Die Zahl der Arbeitslosen in Deutschland ist im August um 5.000 auf 2.945.000 gestiegen. Das waren 238.000 weniger als vor einem Jahr, wie die Bundesagentur für Arbeit (BA) am Mittwoch in Nürnberg mitteilte. Die Arbeitslosenquote blieb unverändert bei 7,0 Prozent. Vor einem Jahr hatte sie bei 7,6 Prozent gelegen.

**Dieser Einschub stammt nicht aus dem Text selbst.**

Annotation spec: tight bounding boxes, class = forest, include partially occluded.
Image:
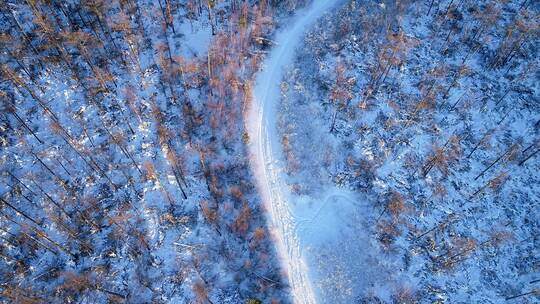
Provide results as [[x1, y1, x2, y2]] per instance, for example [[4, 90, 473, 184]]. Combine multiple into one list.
[[0, 0, 540, 304]]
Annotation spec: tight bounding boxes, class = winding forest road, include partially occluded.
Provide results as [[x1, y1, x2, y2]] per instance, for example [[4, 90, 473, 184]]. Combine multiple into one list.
[[246, 0, 339, 304]]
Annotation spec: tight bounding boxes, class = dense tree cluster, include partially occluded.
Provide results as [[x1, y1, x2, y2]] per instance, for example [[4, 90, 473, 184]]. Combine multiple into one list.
[[0, 0, 295, 303]]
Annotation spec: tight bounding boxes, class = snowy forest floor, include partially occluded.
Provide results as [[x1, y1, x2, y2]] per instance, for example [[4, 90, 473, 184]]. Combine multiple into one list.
[[278, 0, 540, 303]]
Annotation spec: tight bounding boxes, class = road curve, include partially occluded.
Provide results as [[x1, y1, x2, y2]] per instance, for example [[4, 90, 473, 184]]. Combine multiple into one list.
[[246, 0, 340, 304]]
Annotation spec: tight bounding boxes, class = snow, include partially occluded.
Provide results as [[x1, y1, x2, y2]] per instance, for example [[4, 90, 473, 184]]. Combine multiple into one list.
[[247, 1, 360, 304]]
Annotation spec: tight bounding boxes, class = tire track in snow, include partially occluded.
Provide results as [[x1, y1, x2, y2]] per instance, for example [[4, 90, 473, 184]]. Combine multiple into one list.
[[246, 0, 339, 304]]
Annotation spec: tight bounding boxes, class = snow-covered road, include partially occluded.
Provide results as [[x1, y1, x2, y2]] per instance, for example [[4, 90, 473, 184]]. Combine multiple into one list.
[[247, 0, 343, 304]]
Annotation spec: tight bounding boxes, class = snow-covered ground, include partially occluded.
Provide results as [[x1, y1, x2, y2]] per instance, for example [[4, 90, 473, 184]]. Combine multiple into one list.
[[247, 1, 376, 303]]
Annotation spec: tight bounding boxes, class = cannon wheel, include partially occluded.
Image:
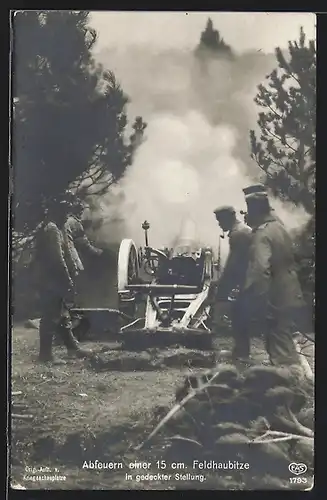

Der Vorstandschef der Bundesagentur für Arbeit, Frank-Jürgen Weise, sagte: "Der konjunkturelle Aufschwung verliert an Dynamik. Dennoch hat sich die grundsätzlich gute Entwicklung auf dem Arbeitsmarkt auch im August fortgesetzt. Die Zahl der arbeitslosen Menschen ist nur leicht gestiegen. Die Erwerbstätigkeit und die sozialversicherungspflichtige Beschäftigung wachsen weiter und die Nachfrage nach Arbeitskräften ist nach wie vor hoch."
Saisonbereinigt ist die Arbeitslosenzahl in Deutschland im August um 8000 auf 2,951 Millionen gesunken. Von dpa-AFX befragte Experten hatten mit diesem Rückgang gerechnet. Im Westen nahm die um jahreszeitliche Einflüsse bereinigte Erwerbslosenzahl um 5.000 ab, im Osten ging sie um 3000 zurück.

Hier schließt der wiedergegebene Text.